Doeleman and several other CfA affiliates utilized a global array of telescopes to measure a black hole’s “point of no return,” or the innermost boundary past which all matter is irretrievably lost to gravity.
This technology could permit scientists to one day capture an image of a black hole, which would represent the first step towards testing Einstein’s theory of relativity.
“What I find so exciting about it is that we are probing a region of universe where Einstein tells us what we should see,” Doeleman said. “We’re thinking about asking the question: was Einstein right? If there is a place where Einstein’s theory could break down, my money is on its being near a black hole.”
Einstein’s theory of relativity proposes the existence of black holes, infinitesimal regions in space where the pull of gravity is so strong that no matter, not even light, can escape.
Black holes form the center of most galaxies, including the Milky Way, according to report co-author and CfA engineer Jonathan Weintroub.

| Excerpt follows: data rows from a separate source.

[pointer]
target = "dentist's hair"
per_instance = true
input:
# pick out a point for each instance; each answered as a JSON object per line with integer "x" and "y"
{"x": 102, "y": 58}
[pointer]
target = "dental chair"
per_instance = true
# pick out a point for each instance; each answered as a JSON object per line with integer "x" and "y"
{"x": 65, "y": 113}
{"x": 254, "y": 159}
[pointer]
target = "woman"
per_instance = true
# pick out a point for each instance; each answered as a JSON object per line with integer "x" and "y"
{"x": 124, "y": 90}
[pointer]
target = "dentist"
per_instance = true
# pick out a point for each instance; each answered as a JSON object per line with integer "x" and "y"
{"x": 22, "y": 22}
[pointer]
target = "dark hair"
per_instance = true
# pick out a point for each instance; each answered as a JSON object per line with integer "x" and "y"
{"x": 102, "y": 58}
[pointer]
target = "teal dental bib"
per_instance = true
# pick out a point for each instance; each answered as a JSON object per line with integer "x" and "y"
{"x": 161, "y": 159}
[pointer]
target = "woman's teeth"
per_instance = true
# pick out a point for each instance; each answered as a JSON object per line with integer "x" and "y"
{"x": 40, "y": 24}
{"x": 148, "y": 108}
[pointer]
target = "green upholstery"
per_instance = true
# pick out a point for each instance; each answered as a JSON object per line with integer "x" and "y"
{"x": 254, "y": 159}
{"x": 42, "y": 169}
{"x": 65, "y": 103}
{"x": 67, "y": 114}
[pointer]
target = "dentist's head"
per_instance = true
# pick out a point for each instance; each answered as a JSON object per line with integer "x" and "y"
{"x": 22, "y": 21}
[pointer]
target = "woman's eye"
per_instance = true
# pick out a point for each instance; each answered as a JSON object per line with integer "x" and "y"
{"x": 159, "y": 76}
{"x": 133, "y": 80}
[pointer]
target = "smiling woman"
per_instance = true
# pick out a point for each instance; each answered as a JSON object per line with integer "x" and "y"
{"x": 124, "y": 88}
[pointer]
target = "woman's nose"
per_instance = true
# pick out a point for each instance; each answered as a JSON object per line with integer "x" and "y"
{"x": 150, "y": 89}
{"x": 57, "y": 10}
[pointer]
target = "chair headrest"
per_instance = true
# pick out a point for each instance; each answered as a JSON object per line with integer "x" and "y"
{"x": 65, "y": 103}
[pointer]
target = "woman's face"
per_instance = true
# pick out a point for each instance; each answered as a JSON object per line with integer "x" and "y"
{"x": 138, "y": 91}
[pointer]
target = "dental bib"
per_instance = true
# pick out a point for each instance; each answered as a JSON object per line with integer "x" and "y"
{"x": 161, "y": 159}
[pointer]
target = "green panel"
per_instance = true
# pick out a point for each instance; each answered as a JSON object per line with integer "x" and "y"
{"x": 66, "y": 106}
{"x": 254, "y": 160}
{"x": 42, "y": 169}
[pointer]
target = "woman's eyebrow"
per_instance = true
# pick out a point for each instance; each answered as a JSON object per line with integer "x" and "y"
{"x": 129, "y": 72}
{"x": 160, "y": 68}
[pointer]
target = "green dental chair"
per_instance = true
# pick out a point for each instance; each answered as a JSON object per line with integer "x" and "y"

About 10 percent of these black holes emit jets of radioactive particles at very high speeds.
Tracing the origin of the jet enables scientists to locate the boundary of the black hole’s region of gravitational pull, known as its event horizon.
“It marks the point at which not even light can escape the gravitational pull,” Weintroub said. “It’s not really a point of no return. It’s more of a sphere of no return.”
Unlike the black hole at the center of our galaxy, the black hole at the heart of distant galaxy Messier 87 produces these radioactive particles, and was chosen as the focus of this CfA research.
The technology employed in this study, known as the Event Horizon Telescope, simulates the magnifying effects of an earth-sized telescope by scattering an array of powerful telescopes around the globe. The readings from these telescopes are centralized in a super computer located in the MIT Haystack Observatory.
Doeleman developed a means of broadening the bandwidth of the telescope to increase the resolution of M87’s image. With three telescopes stationed in California, Arizona, and Hawaii, Doeleman and his fellow researchers effectively measured the event horizon of M87.
While Doeleman and Weintroub worked largely on the engineering and execution, astronomy professor and Director of CfA’s Institute for Theory and Computation (ITC) Avi Loeb collaborated with former ITC student Avery E. Broderick to analyze the data.
“It’s a very exciting time to be in data analysis game,” said Broderick, who teaches physics and astronomy at the University of Waterloo.
Although the small number of stations in the EHT currently limits imaging capabilities, the researchers hope to expand the array to more continents by 2015 to effectively produce an image of a black hole, Loeb said.
“That image would appear on the cover of textbooks everywhere,” Loeb said. “I’m just happy to live at such a time where we have the technology to make these leaps.”